Adding a standby server to your Archiver role minimizes the downtime of your live video if a hardware failure occurs.
How Archiver failover works
If the server hosting the Archiver role fails, you lose access to live video and archived video. Live video is disabled because the Archiver controls the video units. Access to archived video is disabled because your archives can only be accessed through the Archiver that created them (even if your database server is not the computer that failed).
- You can assign a primary server, a secondary server, and a tertiary server to an Archiver role. This is especially useful in multi-site systems, as you can protect the primary and secondary servers at a local site with a tertiary server located at a remote site.
- The primary, secondary, and tertiary servers must each have their own database, hosted locally, or on another computer.
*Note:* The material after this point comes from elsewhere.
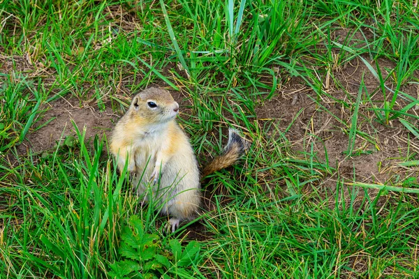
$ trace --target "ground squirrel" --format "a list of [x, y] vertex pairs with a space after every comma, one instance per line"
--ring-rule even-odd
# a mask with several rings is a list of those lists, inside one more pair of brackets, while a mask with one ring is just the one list
[[179, 222], [196, 216], [201, 199], [200, 177], [234, 164], [246, 146], [237, 131], [230, 129], [223, 153], [200, 176], [189, 139], [176, 122], [178, 111], [179, 105], [169, 91], [147, 89], [133, 98], [110, 142], [118, 169], [122, 171], [126, 164], [137, 193], [145, 193], [145, 201], [156, 202], [163, 214], [172, 216], [168, 224], [172, 232]]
- To make sure that the video and audio archived by the primary server is still available if it fails to a secondary or tertiary server, you must turn on redundant archiving. This ensures that all servers can archive video at the same time, and that they each manage their own copy of the video archive. You can set up redundant archiving on all cameras managed by the Archiver role, or protect just a few important cameras. For more information, see Setting up redundant archiving.
Careful load planning for failover
If failover occurs, the performance of a standby server might be affected by the additional archiving load (number of cameras, video quality, and so on) from the new Archiver role. If the standby server hosts other roles, this also affects archiving capability.
- If the server has other functions, it might not be able to absorb the full load of
another server.Tip: To lessen the failover load on a server, create multiple Archiver roles with fewer video units each. Also, configure all the Archiver roles to share the same primary server, but to fail over to different secondary or tertiary servers.
- How long is a typical failover expected to last? The longer a failover lasts, the more disk space you need to reserve for archiving.
- A server can handle more video units when only command and control functionality is needed. If video archiving is not important on all cameras, you can associate all important cameras to one Archiver role and give it a higher archiving priority than the rest. That way, if multiple Archiver roles fail over to the same server at the same time, archiving is maintained for the important cameras.
Limitations of Archiver failover
The failover process can take 15-30 seconds for the cameras to come back online. During this time, live video cannot be viewed and Auxiliary Archiver roles do not record. However, the gap in recorded video is shorter: no more than 5 seconds.